Okay. Thanks, Eric. As I said that I would on our last earnings call, I want to start giving you a sense of where we are with each of our five business units. The Custom Solutions group, the Healthcare Research group, the Harris Poll, the Harris Interactive Service Bureau, and our International business group.
First, the Custom Solution group, the Customer Solution group is performing according to plan and it’s on focusing on areas where we have unique expertise and competitive advantage. For example, as a result of this focus we experienced continued growth in our corporate reputation practice.
As I mentioned earlier, with regard to our Healthcare business, due to changes in the pharmaceutical industry we are in the process of developing a new strategy in our Healthcare Research group that enables us to take advantage of these changes.
Although, these changes have and will continue to impact our Healthcare Research group’s revenue, we believe these changes afford us an opportunity to improve the profitability of the group as much of the traditional large scale pharmaceutical work is at lower margins in part because of significant incentives paid to physicians to participate in the studies. In that regard we are focused on expanding our consumer based Healthcare Research, particularly in the managed care area, where we have had some early success.
Our third business group the Harris Poll is performing according to plan and I say according to plan I mean as of Q1 both for Custom Solutions group and the Harris Poll. Specifically, we are having success selling our research for public release studies, where the highly regarded Harris Poll brand provides us with a significant competitive advantage in the marketplace.
Our fourth business group, the Harris Interactive Service Bureau known as HISB is slightly behind plan at the end of Q1. But the newly launched sample-only offering is starting to gain traction both with other market research companies and our corporate clients, and we have confidence that the HISB business will perform to expectations over the remainder of the year.
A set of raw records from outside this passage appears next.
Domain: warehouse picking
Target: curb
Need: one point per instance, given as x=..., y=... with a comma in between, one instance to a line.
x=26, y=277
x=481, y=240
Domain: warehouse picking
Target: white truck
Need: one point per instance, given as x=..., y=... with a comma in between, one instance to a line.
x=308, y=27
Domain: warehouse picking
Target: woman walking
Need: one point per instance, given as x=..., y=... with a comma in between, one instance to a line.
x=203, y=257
And the finally, our International Business performed ahead of plan in Q1 due in large part to the strong performance out of Germany. I’m also very pleased that our restructuring in the U.K. business in early fiscal 2012 has been a success. The overall strategy of focusing on core markets and key solutions has allowed the U.K. to reduce their expense structure, target their resources and become profitable.
However, as I said earlier, due to the economic environment in Europe and the slowdown on the service bureau side of our Canadian business there is some uncertainty as to whether the International business will continue to be form at this level for -- throughout the remainder of the year.
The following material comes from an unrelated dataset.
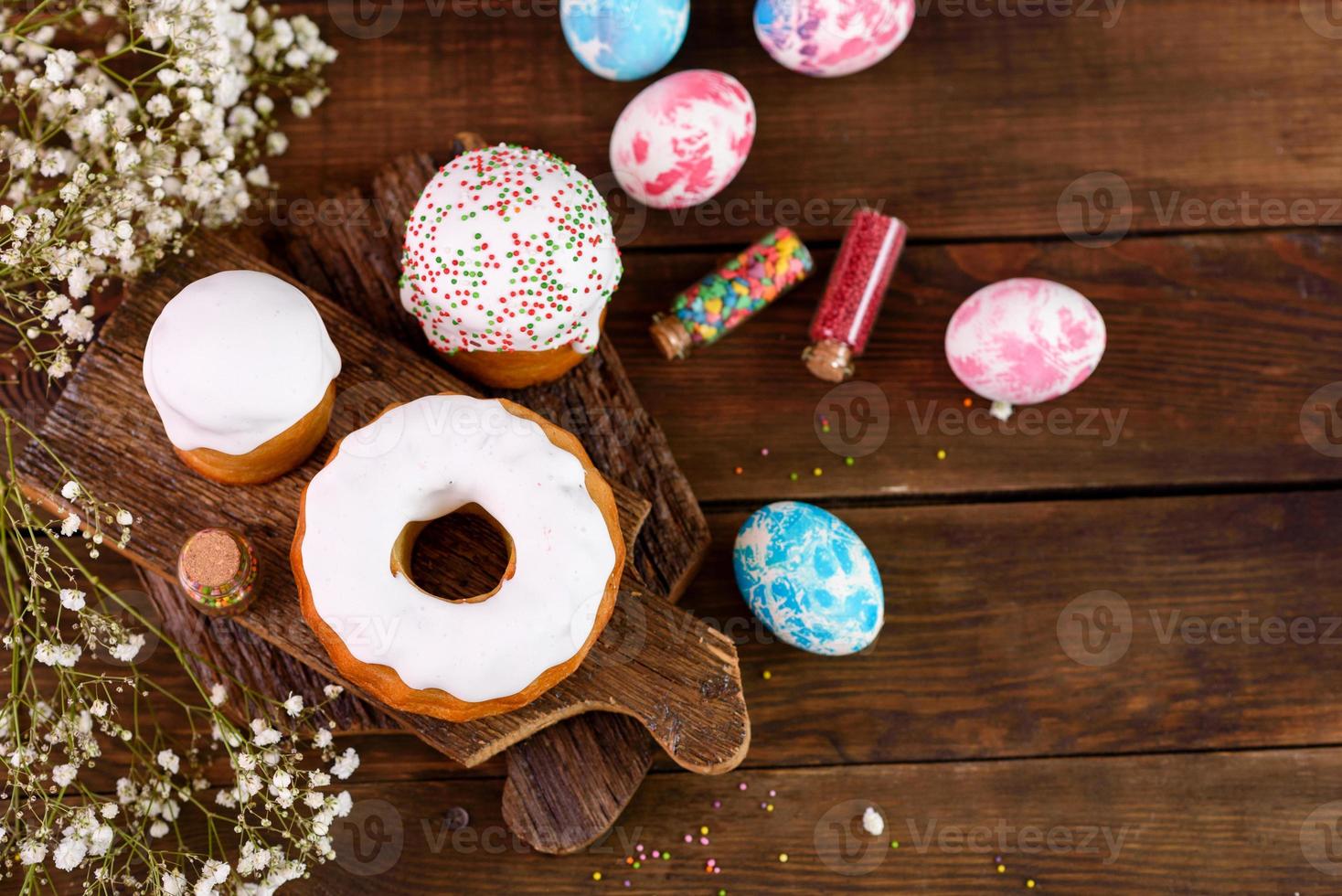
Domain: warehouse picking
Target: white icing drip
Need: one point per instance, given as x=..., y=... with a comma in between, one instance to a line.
x=237, y=358
x=424, y=460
And then finally, with regard to some view towards Q2, while we are very pleased with our Q1 overall financial performance, Q2 is off to a slower start than expected that we want, this is due in part to two things. Number one, no doubt, disruption caused by Hurricane Sandy is effective not only us but all of our customers and we’ve seen that in the early part of the Q2 numbers.
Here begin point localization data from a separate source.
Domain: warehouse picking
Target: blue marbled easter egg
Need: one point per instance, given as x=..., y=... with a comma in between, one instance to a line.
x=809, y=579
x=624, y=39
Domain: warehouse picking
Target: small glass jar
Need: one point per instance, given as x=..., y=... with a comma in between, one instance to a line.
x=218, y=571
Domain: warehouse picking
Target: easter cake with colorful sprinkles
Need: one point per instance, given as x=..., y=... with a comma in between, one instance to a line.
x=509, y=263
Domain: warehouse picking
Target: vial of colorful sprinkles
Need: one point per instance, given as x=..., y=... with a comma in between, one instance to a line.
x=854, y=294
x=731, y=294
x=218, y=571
And then the second piece of that is that our product mix is changing a little bit in Q2 in ways that we didn’t quite anticipate and we are not sure whether that temporary or permanent, but that is having some impact on Q2.
So, in summary, while it’s still too early in Q2 to fully quantify the impact of these items, at least wanted to provide you with a sense of what we are seeing so far in Q2.
And so with that, we’ve concluded our presentation and we will -- Mike, open up this to questions. Back to you?
Thanks, Al, and Operator, if you could please open the [floor] for question.
(Operator Instructions) And sir, it appears to be no questions. I would like to turn the call back over to the presenters.
Very good. Well, thanks again to everyone for joining us this afternoon and we look forward to speaking with you in early February when we release our Q2 fiscal 2013 results.
Ladies and gentlemen, that thus concludes the conference for today. Again, thank you for your participation. You may all disconnect. Have a good day.